Arriverà la seconda ondata dell’epidemia?
«Non si può prevedere con certezza. Abbiamo a che fare con un virus nuovo, che ha un comportamento sorprendente»

Potrebbe accadere in autunno, come ipotizza Silvio Brusaferro, presidente dell’Istituto superiore di sanità?
«Sposterei l’arrivo di una possibile seconda ondata più in là, a dicembre, col freddo. Il virus deve avere il tempo di rialzare la testa dopo essere stato fermato dal lockdown. A luglio verosimilmente la circolazione sarà ancora più ridotta di adesso. Non credo che a settembre-ottobre l’epidemia sarebbe già in grado di riprendersi proprio per il limitato spazio temporale».

Il ritorno sarebbe feroce come la prima fase?
«Non credo che torneremo a vivere un’esperienza tanto tragica. Penso più a un’ondata paragonabile a quella prodotta da una forte influenza che è una malattia seria, non dimentichiamolo, con complicanze importanti ed esiti mortali. Abbiamo avuto epidemie influenzali caratterizzate da una letalità simile a quella da Covid».

Il servizio sanitario è pronto a fronteggiare una nuova emergenza?
«Sì che lo è. La capacità di intercettare i focolai sul territorio è enormemente migliorata. La chiave del successo è evitare che i pazienti infetti arrivino in ospedale e dunque creare percorsi di cura alternativi, strategia che è stata applicata.
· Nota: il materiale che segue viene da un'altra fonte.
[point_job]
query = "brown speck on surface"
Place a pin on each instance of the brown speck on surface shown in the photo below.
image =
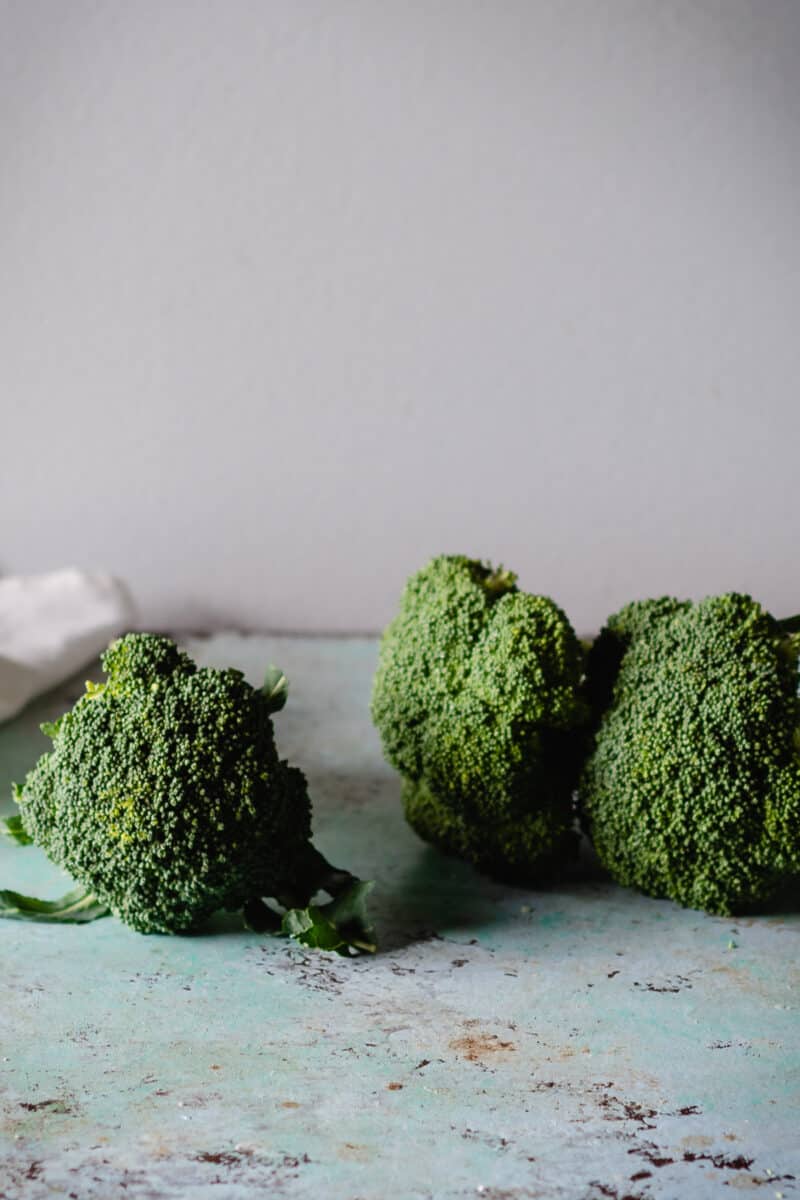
(43, 1105)
(477, 1047)
(729, 1164)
Non ci possiamo più permettere di privare i malati di cancro, cuore e patologie gravi dei controlli e delle cure come è successo in questi 3 mesi. Non devono essere messi all’angolo».

Il virus si è attenuato?
“A giudicare dai sequenziamenti del genoma non è cambiato. Però troviamo sindromi meno aggressive. I nuovi pazienti stanno abbastanza bene tanto che si potrebbe pensare a una nuova espressione di malattia da chiamare Covid like, simil-Covid. Sintomi lievi, febbriciattola che non se ne va per giorni, ma il tampone resta negativo in quanto la carica virale è bassa e la positività non viene rilevata».

Come si spiega?
«Il virus può aver trovato la coabitazione con la cellula umana che ha infettato. Una convivenza pacifica che si è instaurata col lockdown. Il suo interesse ora è diventato quello di non uccidere l’ospite, perché deve sopravvivere e non ha interesse a ucciderlo».

Il Sars-CoV-2 costringerà a rivedere i testi di medicina?
«Sì, è un virus strano, diverso. Noi immunologi sapevamo che solitamente un virus quando entra nell’organismo induce la produzione di anticorpi IgM (immunoglobuline) e poi di anticorpi IgG. Era una regola fissa. Invece adesso vediamo comparire le IgM senza che poi siano seguite dalle IgG. Oppure le IgM arrivano tardi, alla terza settimana dall’avvio dell’infezione, anziché subito dopo il contatto con l’agente estraneo. Prima era scontato che le IgM corrispondessero alla fase acuta della malattia e che le IgG indicassero un’infezione pregressa. Sappiamo per certo però che i pazienti gravi, ricoverati in terapia intensiva, sviluppano IgG che sono neutralizzanti, protettive».

E allora hanno un senso i test sierologici rapidi, che rilevano appunto la presenza dei due tipi di anticorpi e che alcune Regioni intendono proporre come patentino di accesso?
«Siamo sicuri che questo virus lascia una traccia ma non sappiamo come interpretarla. Quindi non ci sono i presupposti per parlare di patenti di immunità».

Come difendersi, allora?
«Sta a noi renderci immuni rispettando le regole di distanziamento interumano e di igiene e indossando le mascherine. Sono contrario ai guanti, veicoli di sporcizia».

Fino a quando dovremo mantenere le distanze?
“La vita è cambiata per sempre. Non sono più proponibili resse al ristorante, slalom tra i lettini sulla spiaggia e la calca in autobus. Comportamenti contrari alla salute pubblica. La promiscuità è da dimenticare per sempre. Ora valgono i sani principi di educazione civica».